08 September, 2011

Brief Thoughts About Genre

Our New Overlords by meoskop
Our New Overlords, a photo by meoskop on Flickr.
I read all over the map, but the genre fences are strong for some. I was reminded of this by two events yesterday. In the first, a person I know well interrupted a conversation I was having with another reader.

"What? You're talking about romance?" Actually, Romantic suspense, but OK. "Oh, YUCK!"The person walked off, making the icky shudder faces well known to those acquainted with toddlers. I returned to my conversation. Now the first woman was uncomfortable. "I read other things too. I have a lot of Baldacci, I like history." I steer the conversation gently back to where it was, soothing ruffled feathers on the way. The subtext was "Please don't think less of me, please respect me." Eventually we get back on topic, but minor flashes of insecurity continue. I want to tell her it's ok to read books by women, it's ok to read books for women. It's ok to read something that isn't by men, about men, that isn't about punishing women or white women teaching black women how to rise to whiteness, or tragic or all the other things that are Acceptable Media when romance is not. She will say she knows. She will say it in the same tone a woman uses when you tell her that guy wasn't worth the tears "Oh, I know that" she says. But they don't.

The Romance Hater returns. I happen to know her favorite book is the Twilight Series and I steer the conversation into revealing that. Twilight has been made into a movie, it's been a bestseller, it's been on magazine covers, so Twilight is ok. My Romance Hater can love Twilight without the tarnishing brush of Romance because of it's elevation to Acceptable Media. (She also loved The Hunger Games, which is a dystopian romance at it's core, but is also Acceptable Media given it's adaptation into a film and it's YA status.) Her fervent love for these books, the things about them that appeal so strongly to her over other books she's read are not their romantic elements. They are not, because she does not like Romance. I don't know if that can create a lightbulb moment for my Romance Lover or not. I can only do so much.

Every book is a frog. Until you kiss it you can't know if it's a prince or not. Other people can kiss it for you but no princess ever got the crown by waiting for approval. Sometimes the frog can't be hidden by even the most determined elevation to Acceptable Media. Like an emperor without clothes, some readers find frogs in the most elegantly attired.

Yesterday a class of second graders had assigned reading. In the tale a young teacher is reluctant to accept a job transfer. She likes her school. She likes her students. She is happy there. Her husband has no patience with her judging the transfer without experience and drives her to look at the new school. The children were supposed to laugh at the teacher's misconceptions and cheer her discovery that new things can be better than the old, that new experiences can be worth exploring. The children were asked to identify the humorous elements of the tale.

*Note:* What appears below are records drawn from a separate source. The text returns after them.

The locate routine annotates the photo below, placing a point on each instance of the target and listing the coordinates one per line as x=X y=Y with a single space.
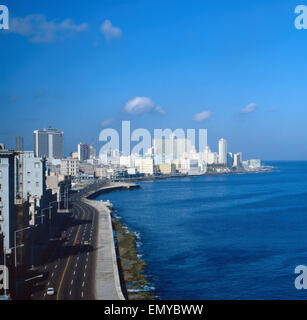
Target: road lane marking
x=68 y=260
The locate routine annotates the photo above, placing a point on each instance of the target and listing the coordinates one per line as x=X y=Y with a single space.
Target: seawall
x=108 y=286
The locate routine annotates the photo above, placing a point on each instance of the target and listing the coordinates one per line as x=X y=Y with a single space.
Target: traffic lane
x=58 y=260
x=77 y=283
x=65 y=290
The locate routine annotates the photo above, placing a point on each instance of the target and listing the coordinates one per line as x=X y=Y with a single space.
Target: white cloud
x=142 y=105
x=160 y=110
x=250 y=108
x=39 y=30
x=107 y=123
x=110 y=32
x=139 y=105
x=202 y=116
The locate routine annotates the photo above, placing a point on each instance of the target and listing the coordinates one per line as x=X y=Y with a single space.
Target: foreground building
x=49 y=143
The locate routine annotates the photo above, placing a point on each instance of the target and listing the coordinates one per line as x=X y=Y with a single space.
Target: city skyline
x=188 y=71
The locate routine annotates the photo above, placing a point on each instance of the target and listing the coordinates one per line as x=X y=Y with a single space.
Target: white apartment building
x=223 y=152
x=70 y=167
x=7 y=197
x=83 y=151
x=237 y=159
x=145 y=165
x=127 y=161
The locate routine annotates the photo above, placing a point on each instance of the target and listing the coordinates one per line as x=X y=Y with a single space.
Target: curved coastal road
x=71 y=267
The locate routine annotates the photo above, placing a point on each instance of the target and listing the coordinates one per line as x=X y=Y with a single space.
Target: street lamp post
x=15 y=236
x=5 y=279
x=15 y=246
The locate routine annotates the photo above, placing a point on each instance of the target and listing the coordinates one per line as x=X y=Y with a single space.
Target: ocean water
x=221 y=237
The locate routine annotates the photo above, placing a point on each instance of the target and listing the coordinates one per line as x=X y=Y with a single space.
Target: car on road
x=50 y=292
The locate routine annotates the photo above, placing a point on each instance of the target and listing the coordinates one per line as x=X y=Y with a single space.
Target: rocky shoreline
x=132 y=267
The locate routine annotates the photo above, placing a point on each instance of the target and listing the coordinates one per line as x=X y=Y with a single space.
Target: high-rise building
x=49 y=143
x=83 y=151
x=69 y=167
x=237 y=160
x=229 y=159
x=7 y=197
x=92 y=152
x=223 y=152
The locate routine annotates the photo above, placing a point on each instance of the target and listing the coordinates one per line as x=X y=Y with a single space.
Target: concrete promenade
x=108 y=285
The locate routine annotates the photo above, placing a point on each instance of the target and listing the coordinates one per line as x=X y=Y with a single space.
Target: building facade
x=70 y=167
x=7 y=197
x=84 y=151
x=223 y=152
x=49 y=143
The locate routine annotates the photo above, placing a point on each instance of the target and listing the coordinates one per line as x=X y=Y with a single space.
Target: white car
x=50 y=292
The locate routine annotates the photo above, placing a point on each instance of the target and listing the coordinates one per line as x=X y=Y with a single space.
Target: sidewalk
x=107 y=276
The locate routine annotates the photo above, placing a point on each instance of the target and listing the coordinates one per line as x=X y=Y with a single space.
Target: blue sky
x=185 y=57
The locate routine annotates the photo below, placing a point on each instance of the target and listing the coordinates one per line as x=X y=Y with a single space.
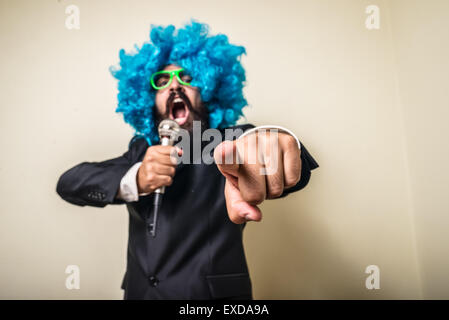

One student wrote "I don't think this story is funny. It is about a guy forcing a girl to go somewhere and do things she does not want to. That is not funny." The student went on to cite a passage where the husband orders the wife to get her shoes and get in the car as an example of his dominance and her submission. The frog in the story of male dominance overcame the student's ability to see redeeming aspects in the intended message of personal growth. For some readers, an elevation to Acceptable Media cannot overcome their personal response.

It's My Genre because I read it. Whatever I read, whatever media it falls into, the only genre that can ever matter to me is mine.